Boosted by the collision, Mac shot through the door, tumbled off the curb, and slammed into the cold, wet, brick wall across the alleyway. Righting himself, he glanced around quickly and saw the lights of a police car blocking the alley exit. There was no sign of Tony. They must have picked him up, he thought. A millisecond later and Shep was picking him up off the ground.

“This way!” he yelled to Shep running deeper into the slimy darkness of the alleyway. Judging by the silence behind them, Mac imagined the cops were looking for them inside the store and had not yet realized their escape.

Ducking down the next back street, Mac stopped to let Shep catch up and make a plan. Coming around the corner right after him, Shep whispered “Where’s Tony?!”

“He should have been back here. He was supposed to wait behi…”

Mac stopped short as he heard the wet slap, slap, slap of footsteps running down the path they had just run.

“Hide!” Mac hissed through clenched teeth.

Diving behind a nearby dumpster, Mac kept his eye on the corner of the building at the end of the narrow corridor, his finger toying the trigger on his newly acquired 9mm.

Slap, slap, slap, slap, the steps came closer. Mac braced his arm against the dumpster and aimed the pistol at head height.

Suddenly, Tony’s tall, wiry frame slid into view as he rounded the corner on the wet asphalt. Mac’s trigger finger twitched slightly and relaxed as he gasped.

POP.

Tony’s eyes were dead instantly. His head lurched unnaturally to the side and did not follow the trajectory of the rest of his body. He fell with a sick smack and lay there, blood trickling into the street. His lifeless eyes stared straight into Mac’s.
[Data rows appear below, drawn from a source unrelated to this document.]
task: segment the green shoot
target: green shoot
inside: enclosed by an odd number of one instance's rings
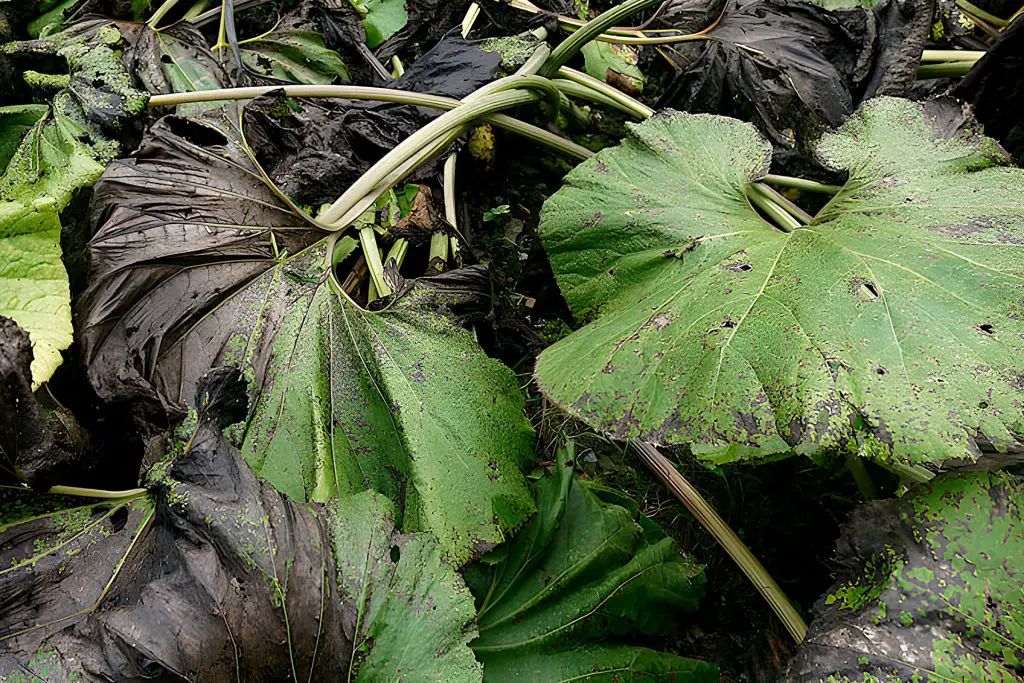
[[[146,22],[146,26],[155,31],[157,24],[163,21],[163,18],[167,16],[167,13],[174,9],[177,4],[178,0],[164,0],[163,4],[157,8],[156,12],[153,12],[153,16],[151,16],[149,21]]]

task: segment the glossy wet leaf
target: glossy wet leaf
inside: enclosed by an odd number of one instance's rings
[[[485,681],[717,681],[714,665],[626,645],[696,609],[703,573],[621,497],[575,479],[560,458],[539,512],[494,558],[471,566]]]
[[[947,139],[958,123],[868,103],[817,148],[848,182],[792,233],[744,196],[770,159],[752,126],[635,126],[545,205],[559,285],[593,322],[541,355],[544,393],[618,438],[719,462],[1014,447],[1024,172],[990,140]]]
[[[256,73],[282,81],[327,85],[349,80],[337,52],[323,37],[301,25],[282,26],[269,35],[241,44],[242,60]]]
[[[951,474],[855,512],[789,680],[1019,681],[1021,500],[1012,475]]]
[[[111,132],[145,104],[121,64],[120,45],[115,28],[94,25],[0,48],[17,64],[61,57],[71,74],[47,109],[16,106],[0,112],[10,126],[0,136],[6,157],[0,176],[0,315],[29,333],[36,385],[50,378],[72,341],[60,212],[99,179],[120,151]]]
[[[437,542],[400,533],[398,510],[372,491],[330,509],[338,598],[357,610],[349,680],[481,680],[473,596]]]
[[[242,452],[261,477],[297,500],[382,493],[456,564],[532,512],[515,379],[452,319],[485,300],[483,271],[359,309],[329,276],[329,236],[236,143],[176,117],[110,168],[93,209],[80,322],[100,396],[173,414],[210,368],[238,367],[252,401]]]

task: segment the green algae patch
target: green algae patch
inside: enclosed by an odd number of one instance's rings
[[[789,680],[1018,681],[1022,500],[1021,479],[984,472],[865,505],[840,543],[862,574],[819,603]]]

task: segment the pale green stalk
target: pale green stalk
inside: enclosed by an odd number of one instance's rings
[[[223,88],[220,90],[202,90],[198,92],[172,93],[169,95],[153,95],[149,98],[149,107],[171,107],[179,104],[191,104],[195,102],[217,102],[221,100],[251,100],[262,97],[272,92],[281,92],[288,97],[331,97],[348,100],[377,100],[381,102],[395,102],[397,104],[412,104],[432,109],[450,111],[460,106],[462,102],[450,97],[438,95],[425,95],[422,93],[409,92],[404,90],[392,90],[390,88],[373,88],[355,85],[286,85],[286,86],[259,86],[250,88]],[[504,114],[491,114],[484,116],[482,120],[503,128],[517,135],[529,138],[547,147],[551,147],[566,156],[583,160],[594,155],[586,147],[577,145],[572,140],[555,135],[551,131],[544,130],[532,124],[520,121],[519,119]]]
[[[974,62],[943,62],[941,64],[922,64],[917,67],[917,79],[927,78],[958,78],[974,66]]]
[[[761,186],[756,183],[747,183],[747,199],[750,200],[751,204],[767,214],[779,230],[793,232],[802,227],[800,221],[776,204],[768,193],[764,192]]]
[[[569,81],[573,81],[574,83],[584,85],[590,88],[591,90],[600,92],[606,97],[618,102],[619,105],[621,105],[620,108],[622,108],[623,111],[628,110],[632,113],[635,113],[641,119],[649,119],[652,116],[654,116],[654,110],[648,107],[640,100],[630,97],[629,95],[622,92],[618,88],[612,87],[605,83],[604,81],[600,81],[594,78],[590,74],[583,73],[582,71],[577,71],[576,69],[572,69],[568,66],[563,66],[561,69],[558,70],[557,78],[559,80],[567,79]],[[558,85],[559,80],[555,81],[555,85]]]
[[[78,498],[97,498],[100,500],[122,500],[140,498],[148,493],[146,489],[127,489],[125,491],[107,491],[105,489],[88,489],[81,486],[51,486],[47,493],[57,496],[76,496]]]
[[[570,59],[583,49],[583,46],[594,40],[602,33],[615,26],[619,21],[630,17],[637,12],[659,5],[664,0],[626,0],[626,2],[613,7],[600,16],[591,19],[578,31],[566,38],[554,49],[551,56],[544,62],[539,73],[541,76],[554,76],[558,70],[568,63]]]
[[[807,213],[793,202],[786,199],[784,196],[776,192],[771,187],[768,187],[764,183],[753,183],[757,188],[757,191],[762,193],[765,197],[773,201],[782,207],[786,213],[795,218],[800,222],[801,225],[809,225],[814,221],[814,216]]]
[[[384,281],[384,264],[381,263],[380,248],[377,246],[377,231],[372,225],[359,231],[359,243],[363,246],[363,257],[366,258],[366,268],[370,271],[370,281],[373,283],[369,300],[390,296],[391,288]]]
[[[826,185],[813,180],[792,178],[785,175],[768,174],[764,178],[761,178],[761,181],[771,183],[772,185],[778,185],[779,187],[792,187],[797,190],[803,190],[804,192],[818,192],[821,194],[836,194],[839,190],[843,189],[839,185]]]
[[[715,509],[704,500],[700,492],[672,466],[658,449],[642,441],[630,441],[630,448],[639,456],[644,465],[679,499],[701,526],[708,530],[722,549],[733,559],[743,573],[754,584],[761,596],[775,612],[786,630],[797,644],[807,637],[807,624],[793,607],[786,594],[775,582],[764,565],[754,557],[750,549],[740,540]]]
[[[976,62],[984,56],[983,50],[925,50],[921,53],[921,63]]]
[[[149,21],[146,22],[146,26],[155,30],[157,24],[159,24],[160,21],[165,16],[167,16],[168,12],[174,9],[175,5],[177,5],[178,2],[179,0],[164,0],[164,3],[157,8],[156,12],[153,12],[153,16],[151,16],[149,18]]]

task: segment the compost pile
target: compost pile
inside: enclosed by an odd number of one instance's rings
[[[1021,14],[0,0],[0,681],[1024,680]]]

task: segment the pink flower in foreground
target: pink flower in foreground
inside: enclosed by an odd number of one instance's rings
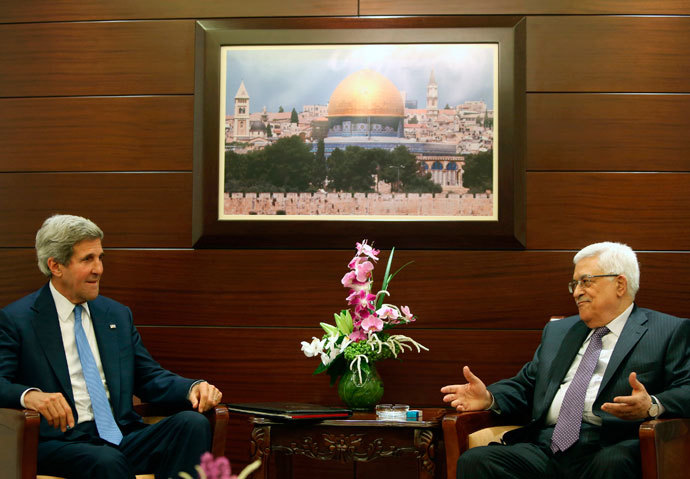
[[[381,251],[372,248],[370,245],[367,244],[367,240],[363,240],[361,243],[357,243],[357,254],[358,255],[365,255],[371,258],[374,261],[378,261],[378,255]]]
[[[367,319],[362,321],[362,329],[365,331],[374,332],[381,331],[383,329],[383,321],[372,314]]]
[[[414,321],[414,314],[410,313],[410,308],[408,306],[401,306],[400,311],[402,311],[403,316],[407,321]]]

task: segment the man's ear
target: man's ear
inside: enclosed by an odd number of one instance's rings
[[[626,294],[628,294],[628,278],[621,274],[616,278],[616,295],[622,298]]]
[[[51,256],[48,258],[48,261],[46,261],[46,264],[48,265],[48,269],[50,269],[50,273],[53,276],[58,278],[62,276],[62,265],[58,263],[55,258]]]

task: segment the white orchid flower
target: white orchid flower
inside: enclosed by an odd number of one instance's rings
[[[314,356],[318,356],[323,352],[323,344],[325,340],[324,339],[319,339],[316,337],[313,337],[311,340],[311,343],[308,343],[306,341],[302,341],[302,351],[304,351],[304,355],[308,358],[313,358]]]

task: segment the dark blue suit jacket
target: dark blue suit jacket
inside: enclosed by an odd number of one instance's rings
[[[527,424],[512,434],[519,442],[540,429],[556,392],[582,346],[589,328],[579,316],[546,325],[532,361],[513,378],[489,386],[501,414]],[[619,419],[601,410],[616,396],[629,396],[628,377],[637,379],[665,408],[664,416],[690,417],[690,321],[633,307],[594,401],[602,418],[601,438],[612,443],[638,437],[640,421]],[[505,437],[511,442],[511,435]]]
[[[194,382],[163,369],[142,344],[132,312],[104,296],[89,301],[103,371],[115,420],[126,434],[142,427],[132,395],[143,401],[183,403]],[[0,310],[0,407],[21,407],[30,388],[60,392],[72,407],[72,385],[55,302],[48,284]],[[76,430],[62,433],[42,418],[41,439],[79,439]]]

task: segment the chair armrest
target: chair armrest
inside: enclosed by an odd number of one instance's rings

“Run,” Mac said. “Shep, run.” His voice was calm and quiet. He turned and followed Shep who was sprinting deeper into the network of back streets.

Mac kept a tight grip on the pistol as he ran, fingering the trigger. Testing its resistance. Trying to determine if it were possible that he had just shot Tony. He didn’t think so, but he didn’t care. It wasn’t me, he thought. At least it wasn’t me.
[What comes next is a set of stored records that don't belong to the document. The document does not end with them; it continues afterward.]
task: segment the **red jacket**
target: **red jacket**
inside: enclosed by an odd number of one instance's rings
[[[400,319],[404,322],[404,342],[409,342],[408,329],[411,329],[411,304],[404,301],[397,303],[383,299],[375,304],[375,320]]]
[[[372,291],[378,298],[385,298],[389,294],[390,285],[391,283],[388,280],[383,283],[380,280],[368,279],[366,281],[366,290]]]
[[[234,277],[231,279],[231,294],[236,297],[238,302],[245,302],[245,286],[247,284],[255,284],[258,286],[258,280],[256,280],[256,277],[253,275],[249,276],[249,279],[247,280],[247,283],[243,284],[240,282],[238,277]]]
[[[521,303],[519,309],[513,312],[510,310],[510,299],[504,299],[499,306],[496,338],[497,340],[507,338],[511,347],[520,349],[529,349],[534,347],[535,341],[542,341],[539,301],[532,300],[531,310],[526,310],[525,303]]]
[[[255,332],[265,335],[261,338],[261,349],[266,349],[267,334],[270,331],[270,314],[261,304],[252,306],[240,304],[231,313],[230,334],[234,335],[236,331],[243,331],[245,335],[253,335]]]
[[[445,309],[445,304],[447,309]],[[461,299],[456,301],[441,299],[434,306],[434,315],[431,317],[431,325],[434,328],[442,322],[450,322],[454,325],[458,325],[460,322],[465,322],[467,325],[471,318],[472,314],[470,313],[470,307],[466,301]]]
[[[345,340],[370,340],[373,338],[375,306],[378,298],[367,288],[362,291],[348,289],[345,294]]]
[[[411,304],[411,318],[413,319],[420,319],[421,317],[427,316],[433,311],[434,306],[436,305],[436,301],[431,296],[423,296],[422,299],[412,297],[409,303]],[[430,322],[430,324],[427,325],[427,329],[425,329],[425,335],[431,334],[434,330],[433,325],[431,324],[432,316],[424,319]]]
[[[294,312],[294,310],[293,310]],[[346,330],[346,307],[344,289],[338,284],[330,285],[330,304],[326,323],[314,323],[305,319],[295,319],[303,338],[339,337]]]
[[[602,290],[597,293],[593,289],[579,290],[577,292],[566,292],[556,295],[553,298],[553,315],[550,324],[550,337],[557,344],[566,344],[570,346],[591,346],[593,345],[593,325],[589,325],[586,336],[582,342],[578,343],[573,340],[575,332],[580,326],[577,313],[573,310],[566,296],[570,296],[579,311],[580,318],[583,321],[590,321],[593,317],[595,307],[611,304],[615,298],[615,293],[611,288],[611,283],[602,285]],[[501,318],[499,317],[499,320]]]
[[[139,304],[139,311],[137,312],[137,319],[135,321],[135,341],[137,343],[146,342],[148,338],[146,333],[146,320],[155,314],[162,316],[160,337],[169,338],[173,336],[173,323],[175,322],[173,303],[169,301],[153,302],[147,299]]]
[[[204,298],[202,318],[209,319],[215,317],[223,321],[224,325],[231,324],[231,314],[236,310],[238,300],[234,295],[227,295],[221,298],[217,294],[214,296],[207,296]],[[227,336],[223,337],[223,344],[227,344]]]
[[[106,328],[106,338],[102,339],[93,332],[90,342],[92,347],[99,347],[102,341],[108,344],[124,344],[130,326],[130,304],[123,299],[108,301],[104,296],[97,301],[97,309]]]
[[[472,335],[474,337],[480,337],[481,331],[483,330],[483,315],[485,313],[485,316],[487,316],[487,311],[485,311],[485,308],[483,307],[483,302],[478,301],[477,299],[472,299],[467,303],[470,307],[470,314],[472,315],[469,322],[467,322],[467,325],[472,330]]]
They ran for nearly a mile, switching back through the alleyways away from the blaring sirens and shouts for backup. Shep made a phone call while they ran. Mac felt the weight of the drugs in bouncing at his side and smiled.

As they finally neared the street, an inconspicuous black sedan pulled up in front of them. The get away car.
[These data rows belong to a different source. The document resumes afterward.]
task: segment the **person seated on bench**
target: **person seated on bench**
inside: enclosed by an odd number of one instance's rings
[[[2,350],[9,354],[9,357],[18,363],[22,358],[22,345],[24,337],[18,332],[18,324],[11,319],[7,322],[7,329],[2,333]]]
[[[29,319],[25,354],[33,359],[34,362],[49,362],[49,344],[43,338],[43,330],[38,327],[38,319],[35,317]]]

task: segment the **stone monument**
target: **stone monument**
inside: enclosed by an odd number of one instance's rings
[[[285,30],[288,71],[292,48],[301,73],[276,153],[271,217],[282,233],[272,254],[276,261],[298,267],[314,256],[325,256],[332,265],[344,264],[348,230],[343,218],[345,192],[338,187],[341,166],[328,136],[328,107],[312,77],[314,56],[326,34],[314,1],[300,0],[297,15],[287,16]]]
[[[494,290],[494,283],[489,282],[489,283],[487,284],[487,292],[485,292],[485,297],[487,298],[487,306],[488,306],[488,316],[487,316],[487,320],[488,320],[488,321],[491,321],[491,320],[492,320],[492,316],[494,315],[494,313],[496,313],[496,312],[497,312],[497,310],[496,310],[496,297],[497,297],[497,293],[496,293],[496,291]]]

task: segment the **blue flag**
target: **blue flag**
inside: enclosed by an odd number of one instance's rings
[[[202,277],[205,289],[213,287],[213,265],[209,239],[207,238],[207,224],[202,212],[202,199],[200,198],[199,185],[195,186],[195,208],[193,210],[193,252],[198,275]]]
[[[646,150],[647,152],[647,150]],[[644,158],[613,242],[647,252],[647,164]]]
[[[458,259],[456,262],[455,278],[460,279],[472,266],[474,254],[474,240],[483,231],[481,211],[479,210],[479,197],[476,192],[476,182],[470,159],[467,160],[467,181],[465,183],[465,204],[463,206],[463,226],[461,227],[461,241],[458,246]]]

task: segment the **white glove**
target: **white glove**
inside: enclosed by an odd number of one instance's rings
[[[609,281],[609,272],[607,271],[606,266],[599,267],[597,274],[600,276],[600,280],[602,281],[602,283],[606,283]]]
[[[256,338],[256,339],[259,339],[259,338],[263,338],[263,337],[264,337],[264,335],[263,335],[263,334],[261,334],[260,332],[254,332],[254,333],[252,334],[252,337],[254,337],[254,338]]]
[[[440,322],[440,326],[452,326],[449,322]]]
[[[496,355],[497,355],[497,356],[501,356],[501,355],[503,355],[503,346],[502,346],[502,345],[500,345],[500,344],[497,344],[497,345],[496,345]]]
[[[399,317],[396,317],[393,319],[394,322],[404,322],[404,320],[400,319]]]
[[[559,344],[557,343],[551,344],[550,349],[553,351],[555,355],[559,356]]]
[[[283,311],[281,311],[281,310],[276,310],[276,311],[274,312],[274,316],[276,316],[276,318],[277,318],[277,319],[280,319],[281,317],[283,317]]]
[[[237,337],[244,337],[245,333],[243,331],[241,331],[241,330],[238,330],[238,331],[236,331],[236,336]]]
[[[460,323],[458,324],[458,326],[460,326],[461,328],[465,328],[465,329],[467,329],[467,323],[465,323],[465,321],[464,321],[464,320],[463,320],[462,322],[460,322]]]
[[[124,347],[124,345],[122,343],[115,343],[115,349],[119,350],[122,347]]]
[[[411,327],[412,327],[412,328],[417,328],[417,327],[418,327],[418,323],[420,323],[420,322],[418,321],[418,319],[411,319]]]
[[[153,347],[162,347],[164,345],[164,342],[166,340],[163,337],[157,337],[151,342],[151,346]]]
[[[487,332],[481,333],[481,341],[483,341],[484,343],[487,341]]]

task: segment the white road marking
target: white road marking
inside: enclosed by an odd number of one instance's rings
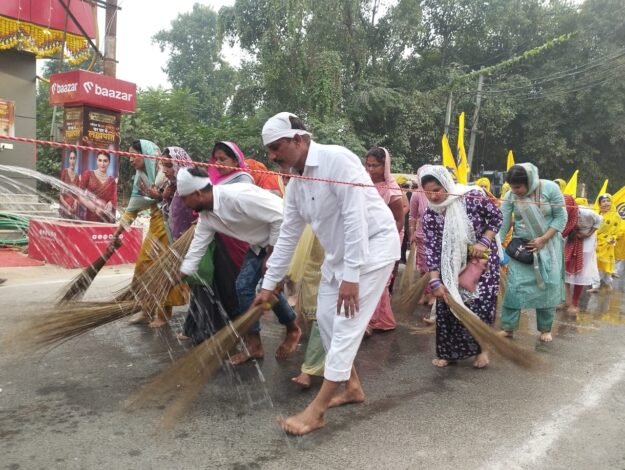
[[[566,435],[584,413],[598,406],[614,385],[625,376],[625,361],[615,364],[610,370],[591,382],[582,390],[581,395],[569,405],[563,406],[550,415],[549,419],[534,425],[530,438],[513,448],[499,448],[493,454],[485,468],[488,469],[524,469],[535,468],[553,445]]]

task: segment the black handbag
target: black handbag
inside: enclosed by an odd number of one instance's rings
[[[524,238],[513,238],[506,247],[506,253],[508,253],[510,258],[517,260],[519,263],[533,264],[534,253],[526,248],[528,243],[529,240],[525,240]]]

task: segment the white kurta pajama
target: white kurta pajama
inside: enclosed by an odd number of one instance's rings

“What the hell happened out there?!” Bruce, the heavyset driver, was near hysterical. “What the hell happened out there?!” he continued to shout from the open window, emphasizing different syllables and words every time until they were inside and had slammed the doors. “Where the hell is Tony?!” he asked.

“Drive,” Mac said.

“TONY?!” Bruce screamed incredulous.

“DRIVE, BRUCE, DAMN IT!!!”

The car leaped forward, cut across an intersection, and rounded a sharp curve to enter an on-ramp for a diverting highway. At least this part went according to plan, Mac thought.

Mac pushed his hood back and untied his hair, running his fingers through it as he sighed. Shep muttered inaudibly from the back seat. Bruce roared in frustration and confusion as he sped onto the freeway.

“Tony is dead,” Shep’s muttering came through clearly now. His voice cold. “He was shot-”

“By the cops,” Mac said firmly. “It was a sting. Those assholes knew we were coming and they shot Tony. They tried to shoot all of us.”

“SHIT!” Bruce yelled at his steering wheel. “I guess the goods were phony too then?” He wrung his hands on the wheel as though we were trying to twist it into a ball.

“Guess again,” Mac said, tossing a bag of drugs and the wad of cash in his lap. Mac pulled a cigarette from his jacket pocket and lit it, his hand still shaking. Through a cloud of smoke he said, “Merry Christmas.”